Разумеется, она прекрасно заметила, как симпатичный милиционер посматривает на ее дочку. Но характер у Татьяны после развода здорово испортился. Так тоже нельзя – обожглась на одном, теперь всех мужчин презирает. Но с ней не поспоришь…
Татьяна же, оставшись одна, рассеянно походила по комнате, потом уселась на диван и стала внимательно рассматривать себя в мамином круглом зеркале.
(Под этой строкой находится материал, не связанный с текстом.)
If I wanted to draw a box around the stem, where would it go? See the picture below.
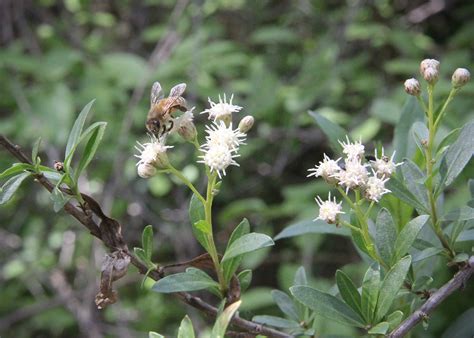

Красивое серьезное лицо, никакого легкомыслия. Мать говорит, что она слишком высокомерна и даже надменна. Этот, из милиции, тоже считает ее гордячкой, как это он кричал тогда в квартире тети Нели: «На людей нужно смотреть, а не поверх них…» Ясно, хотел сказать, что она слишком задирает нос, но постеснялся. А вот она, вместо того чтобы извиниться перед ним за тот ужасный случай с баллончиком, еще больше разозлилась. Но как объяснить ему, что она ужасно боится, когда несет в сумочке казенные деньги, что нападут, ограбят, а ведь ей никто не поможет. У нее никого нет, кроме Наташки и матери-пенсионерки. Она нарочно напускает туману, нарочно взяла у матери ключи от квартиры тети Нели, а сама приходила туда, поливала цветы, пила кофе, смотрела старенький телевизор, притворяясь перед матерью, что у нее есть личная жизнь.
Татьяна вздохнула. Вряд ли мать поверила, да все равно, теперь ключи забрали в милиции, так что весь ее камуфляж кончился. Она еще раз заглянула в зеркало. С чего это им вздумалось говорить, что она надменна? Вовсе нет. Тут она сообразила, что женщина в зеркале видит себя совершенно не такой, какой видят ее другие, и расстроилась, найдя две морщинки возле рта. Может, права мать и надо больше улыбаться, тогда морщинки исчезнут?